Toutefois, si l'on mesure assez bien les effets négatifs du travail clandestin, on constate aussi très vite que les moyens consacrés à la lutte contre le travail clandestin ne sont pas en rapport avec l'ampleur du phénomène ; en 1994, 18.877 infractions ont été relevées, en hausse constante depuis 1992 (11.232). Il en est de même pour les procès-verbaux : 5.133 en 1992, 6.138 en 1993 et 9.147 en 1994. Cependant, si l'on compare ces chiffres avec le " chiffre d'affaires " de l'économie souterraine, que l'on évalue entre 80 milliards (1,1 % du PIB) et 270 milliards (4,3 % du PIB) [1] , il apparaît avec évidence que les constatations d'infractions ne reflètent que très imparfaitement la réalité du travail illégal.

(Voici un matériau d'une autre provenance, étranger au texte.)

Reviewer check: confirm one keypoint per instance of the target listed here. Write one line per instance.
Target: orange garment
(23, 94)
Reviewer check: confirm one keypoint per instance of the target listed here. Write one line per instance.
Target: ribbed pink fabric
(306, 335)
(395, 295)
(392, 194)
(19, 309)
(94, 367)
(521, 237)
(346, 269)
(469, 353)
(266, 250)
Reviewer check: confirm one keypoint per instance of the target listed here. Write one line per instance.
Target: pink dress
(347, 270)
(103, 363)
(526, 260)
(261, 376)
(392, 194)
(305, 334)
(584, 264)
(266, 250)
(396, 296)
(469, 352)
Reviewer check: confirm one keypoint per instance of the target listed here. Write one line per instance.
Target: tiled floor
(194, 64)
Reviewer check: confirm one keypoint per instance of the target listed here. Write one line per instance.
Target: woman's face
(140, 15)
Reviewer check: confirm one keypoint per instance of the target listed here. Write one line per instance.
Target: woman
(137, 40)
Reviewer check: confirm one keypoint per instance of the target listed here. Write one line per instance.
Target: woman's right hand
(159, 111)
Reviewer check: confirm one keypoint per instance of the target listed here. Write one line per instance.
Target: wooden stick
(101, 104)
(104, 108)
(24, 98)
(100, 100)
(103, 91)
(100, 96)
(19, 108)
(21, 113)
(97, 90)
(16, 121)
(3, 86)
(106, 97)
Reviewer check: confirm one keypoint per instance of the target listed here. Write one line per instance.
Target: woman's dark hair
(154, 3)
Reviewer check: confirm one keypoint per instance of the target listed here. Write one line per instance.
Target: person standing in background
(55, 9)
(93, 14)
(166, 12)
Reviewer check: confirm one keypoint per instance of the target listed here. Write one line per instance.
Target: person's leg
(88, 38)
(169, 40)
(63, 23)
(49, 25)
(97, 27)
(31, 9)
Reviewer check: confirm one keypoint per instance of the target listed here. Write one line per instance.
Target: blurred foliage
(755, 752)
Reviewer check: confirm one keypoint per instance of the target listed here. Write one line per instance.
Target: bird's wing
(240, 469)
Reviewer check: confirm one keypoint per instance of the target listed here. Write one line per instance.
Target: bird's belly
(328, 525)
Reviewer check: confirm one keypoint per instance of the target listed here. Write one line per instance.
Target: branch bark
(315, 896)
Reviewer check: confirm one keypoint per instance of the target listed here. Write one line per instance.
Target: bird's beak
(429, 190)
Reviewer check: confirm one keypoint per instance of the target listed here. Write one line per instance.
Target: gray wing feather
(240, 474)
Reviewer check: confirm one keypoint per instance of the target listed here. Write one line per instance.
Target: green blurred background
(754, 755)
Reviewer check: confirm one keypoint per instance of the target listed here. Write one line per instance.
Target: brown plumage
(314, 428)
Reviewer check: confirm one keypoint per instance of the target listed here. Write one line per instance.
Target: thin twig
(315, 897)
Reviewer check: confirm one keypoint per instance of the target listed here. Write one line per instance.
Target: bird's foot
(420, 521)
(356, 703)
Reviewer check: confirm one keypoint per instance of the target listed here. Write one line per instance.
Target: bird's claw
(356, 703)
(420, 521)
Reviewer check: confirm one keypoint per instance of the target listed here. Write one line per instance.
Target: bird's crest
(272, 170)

L'insuffisante efficacité de cette lutte a plusieurs raisons : il y a sans doute, en toile de fond, la tolérance de la société qui accepte ce phénomène au titre de " l'amortisseur social " déjà évoqué, voire en profite en refusant de reconnaître dans l'aide au bricolage et le coups de main un début de travail au noir [2] ; la faiblesse des moyens humains y est aussi pour beaucoup ainsi que l'inadaptation des moyens juridiques dont les agents de contrôle disposent, qui les empêche d'agir alors même qu'ils savent qu'il y a travail illégal. Cette inadaptation juridique tient d'abord aux règles de procédure qui s'imposent aux agents susceptibles de déceler des infractions -les douaniers, les agents des impôts, les contrôleurs routiers, etc.-, et qui les empêchent de transmettre les informations recueillies ou de poursuivre leurs investigations en-dehors de leur champ de compétence. Elle tient aussi à l'évolution des pratiques ; dès qu'un nouveau texte est adopté, les employeurs mal intentionnés s'adaptent et contournent l'obstacle : ainsi, lorsque la déclaration préalable à l'embauche, instituée en 1991, a été généralisée, ils ont déclaré les salariés, mais ont sous-évalué le nombre d'heures travaillées, pratique d'autant plus difficile à déceler que l'entreprise recourt au temps partiel et à l'annualisation du temps de travail.

La lutte contre le travail clandestin ou le travail dissimulé doit donc constituer une priorité ; pour votre commission, elle est un complément indispensable du développement économique, de la politique de l'emploi et de la politique d'assainissement des déficits publics.

C'est pourquoi elle se félicite de la volonté du Gouvernement et du ministre du travail de s'y attaquer avec détermination et clarté, en évitant les amalgames qui ne pourraient que nuire à l'efficacité des dispositifs.